Markets in 56 of the 350 metro areas nationwide returned to or exceeded their last normal levels of economic and housing activity, according to the National Association of Home Builders/First American Leading Markets Index. This represents a net gain of seven markets from last year.

Based on current permit, price and employment, the nationwide average is running at 89 percent of normal economic and housing activity; 78 percent of markets have shown an improvement over last year. "Things are gradually improving," said NAHB Chair David Kelly. "As the job market grows, we expect to see a steady release of pent up demand."

NAHB Chief Economist David Crowe agreed and added that the bright spot in these numbers is employment, "where the number of metro areas that reached or exceeded their norms grew from 26 to 46 in a year." 

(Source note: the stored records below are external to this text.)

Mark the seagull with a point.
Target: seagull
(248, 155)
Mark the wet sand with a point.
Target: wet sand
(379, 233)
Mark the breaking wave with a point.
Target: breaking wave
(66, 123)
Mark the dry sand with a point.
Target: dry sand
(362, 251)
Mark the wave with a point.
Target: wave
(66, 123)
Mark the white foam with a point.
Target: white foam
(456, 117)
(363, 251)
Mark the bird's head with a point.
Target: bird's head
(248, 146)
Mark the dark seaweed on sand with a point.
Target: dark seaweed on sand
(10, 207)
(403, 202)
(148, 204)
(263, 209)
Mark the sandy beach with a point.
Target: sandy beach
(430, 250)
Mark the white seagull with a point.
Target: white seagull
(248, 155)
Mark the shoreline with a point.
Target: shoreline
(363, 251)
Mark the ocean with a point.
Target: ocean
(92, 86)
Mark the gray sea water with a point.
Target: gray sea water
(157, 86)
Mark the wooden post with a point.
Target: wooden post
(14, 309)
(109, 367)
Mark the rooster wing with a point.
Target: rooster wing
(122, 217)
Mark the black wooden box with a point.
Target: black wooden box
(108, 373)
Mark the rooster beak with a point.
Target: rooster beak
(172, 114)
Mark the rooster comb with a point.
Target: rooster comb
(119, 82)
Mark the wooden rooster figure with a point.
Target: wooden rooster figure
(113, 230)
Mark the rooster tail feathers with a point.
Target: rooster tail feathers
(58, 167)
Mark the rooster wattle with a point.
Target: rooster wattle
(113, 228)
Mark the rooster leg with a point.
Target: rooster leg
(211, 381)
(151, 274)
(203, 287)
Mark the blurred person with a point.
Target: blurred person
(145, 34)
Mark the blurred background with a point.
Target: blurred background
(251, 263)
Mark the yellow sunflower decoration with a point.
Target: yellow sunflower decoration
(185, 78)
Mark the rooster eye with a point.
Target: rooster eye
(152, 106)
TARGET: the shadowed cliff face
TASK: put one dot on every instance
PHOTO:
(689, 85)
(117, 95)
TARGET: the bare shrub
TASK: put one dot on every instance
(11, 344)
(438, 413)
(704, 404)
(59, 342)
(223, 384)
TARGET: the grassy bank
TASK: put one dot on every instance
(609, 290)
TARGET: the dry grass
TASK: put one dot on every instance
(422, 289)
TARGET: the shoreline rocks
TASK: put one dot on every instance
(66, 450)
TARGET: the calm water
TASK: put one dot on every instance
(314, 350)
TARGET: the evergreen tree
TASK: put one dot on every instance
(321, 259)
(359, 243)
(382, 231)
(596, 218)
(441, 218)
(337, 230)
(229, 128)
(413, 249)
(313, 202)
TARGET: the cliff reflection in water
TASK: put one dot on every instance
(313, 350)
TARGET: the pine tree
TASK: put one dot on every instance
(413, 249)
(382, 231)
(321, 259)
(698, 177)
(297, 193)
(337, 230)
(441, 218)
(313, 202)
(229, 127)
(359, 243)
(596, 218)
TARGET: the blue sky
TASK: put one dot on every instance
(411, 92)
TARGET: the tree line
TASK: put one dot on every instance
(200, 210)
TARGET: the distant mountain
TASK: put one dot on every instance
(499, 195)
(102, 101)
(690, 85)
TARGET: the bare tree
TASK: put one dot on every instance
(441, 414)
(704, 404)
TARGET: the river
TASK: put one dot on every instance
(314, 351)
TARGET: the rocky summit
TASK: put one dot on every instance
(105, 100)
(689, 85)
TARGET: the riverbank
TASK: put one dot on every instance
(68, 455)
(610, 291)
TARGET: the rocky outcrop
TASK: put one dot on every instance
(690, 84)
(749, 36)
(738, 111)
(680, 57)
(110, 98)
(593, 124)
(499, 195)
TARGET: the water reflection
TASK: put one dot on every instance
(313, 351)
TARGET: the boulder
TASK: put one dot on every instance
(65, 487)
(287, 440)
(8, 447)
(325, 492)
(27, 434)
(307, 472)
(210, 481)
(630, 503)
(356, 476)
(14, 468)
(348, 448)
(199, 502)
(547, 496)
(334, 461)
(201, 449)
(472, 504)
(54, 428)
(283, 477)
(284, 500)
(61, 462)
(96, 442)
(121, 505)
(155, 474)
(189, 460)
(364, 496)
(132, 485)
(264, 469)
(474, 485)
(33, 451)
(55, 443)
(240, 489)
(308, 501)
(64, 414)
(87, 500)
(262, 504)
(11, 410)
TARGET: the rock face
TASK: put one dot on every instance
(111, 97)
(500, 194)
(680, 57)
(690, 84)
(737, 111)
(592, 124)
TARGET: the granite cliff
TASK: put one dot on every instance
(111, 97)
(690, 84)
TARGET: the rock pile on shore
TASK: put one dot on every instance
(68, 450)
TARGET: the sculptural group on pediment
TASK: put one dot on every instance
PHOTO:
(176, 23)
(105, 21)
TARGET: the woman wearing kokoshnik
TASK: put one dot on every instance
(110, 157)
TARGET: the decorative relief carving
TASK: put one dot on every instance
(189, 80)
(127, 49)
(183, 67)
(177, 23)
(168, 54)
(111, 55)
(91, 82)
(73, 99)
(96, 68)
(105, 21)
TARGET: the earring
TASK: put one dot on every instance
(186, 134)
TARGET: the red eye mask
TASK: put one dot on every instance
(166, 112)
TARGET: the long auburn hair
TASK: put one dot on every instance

What's more, in the 22 markets where permits are at or above normal, Kurt Pfotenhauer observed that the overall index indicates that these markets have fully recovered. The vice chair of First American Title Insurance Company, which cosponsors the NAHB/LMI report, said, "This finding shows the impact that an uptick in permits can have on the overall health of markets."

The LMI is calculated by comparing the current levels of three components — employment, which is derived from the Bureau of Labor Statistics; house prices, which comes from Freddie Mac and single family permits, which is provided by the Census — to their normal levels. The current level as a share of normal level is calculated compared for each component. The LMI is the average of these three shares.